I looked at Sokrates. His face was still red with anger but his anger had died. He stood like rock, and I felt a creeping in my hair. It was not what fear gives one, and I did not understand it for a long time afterwards, till one day I felt it in the theatre; there too it was a case of a brave man standing up to the logic of fate.
Someone, I think, felt this more keenly than I did, for suddenly Agathon gave a little cracked laugh, and clapped his hand over his mouth. Kritias’ eyes opened out and narrowed again; then he turned on his heel, and walked away.
“Tell me, Xenophon, now you are an officer yourself …” I think Sokrates alone of all the company remembered what we had been talking about before; even Xenophon stammered a little before he picked up the thread. But he steadied at once, and went on with the conversation as coolly as if it had been a march through enemy country, till the rest were ready to join in.
Afterwards Lysis and I walked off rather silently. At last I said, “Lysis, Kritias would have killed him if he could. I saw his eyes.”—“It wasn’t pleasant,” he said. It was a way of his to talk things down when they disturbed him. “However, keep it in proportion; this is a civilised City. Sokrates takes no part in politics and doesn’t teach for fees. That’s as far as Kritias’ writ runs. I call it a good riddance.”

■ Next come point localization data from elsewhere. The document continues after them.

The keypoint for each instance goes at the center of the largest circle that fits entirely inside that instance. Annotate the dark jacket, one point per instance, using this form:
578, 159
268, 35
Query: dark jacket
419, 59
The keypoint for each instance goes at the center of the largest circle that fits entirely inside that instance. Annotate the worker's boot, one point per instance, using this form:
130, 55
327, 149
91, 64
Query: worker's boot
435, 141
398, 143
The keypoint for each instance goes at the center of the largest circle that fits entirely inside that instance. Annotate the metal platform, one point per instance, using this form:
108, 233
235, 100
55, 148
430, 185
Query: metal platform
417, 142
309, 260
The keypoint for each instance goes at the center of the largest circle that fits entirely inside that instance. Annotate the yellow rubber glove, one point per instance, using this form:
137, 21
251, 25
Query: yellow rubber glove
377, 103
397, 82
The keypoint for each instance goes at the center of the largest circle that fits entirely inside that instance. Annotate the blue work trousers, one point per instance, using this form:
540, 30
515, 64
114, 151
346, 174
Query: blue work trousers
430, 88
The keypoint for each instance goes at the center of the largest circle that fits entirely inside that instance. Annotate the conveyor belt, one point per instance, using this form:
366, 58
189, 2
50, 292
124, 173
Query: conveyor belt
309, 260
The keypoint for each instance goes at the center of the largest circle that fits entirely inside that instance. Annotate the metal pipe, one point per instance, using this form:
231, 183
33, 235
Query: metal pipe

I had just got in that evening, and was going to change, when Phaedo called, a thing he had never done unasked before. He stood in the courtyard and said, “Come walking with me.” I was going to ask him in to supper; then I looked again, and went out beside him into the evening. He led me very fast to the Pnyx, and climbed it. No one was about on the hill, but a few lovers, and children playing. We sat on the slab of the public rostrum, and looked across to the High City. The columns looked black against a thin green sky, and the lamps shone yellow in the shrines. There was a smell of dew on dust and on crushed leaves; the bats came out, and the grasshoppers. Phaedo, who had gone up the hill like a leopard on a leash, sat chin on hand. He would be old, I thought, before he would be pitied when he suffered as other men are pitied. One seemed to be looking at such a masterpiece as is only carved in the after calm. At last I said, “Beasts must bleed in silence; but the gods gave men speech.”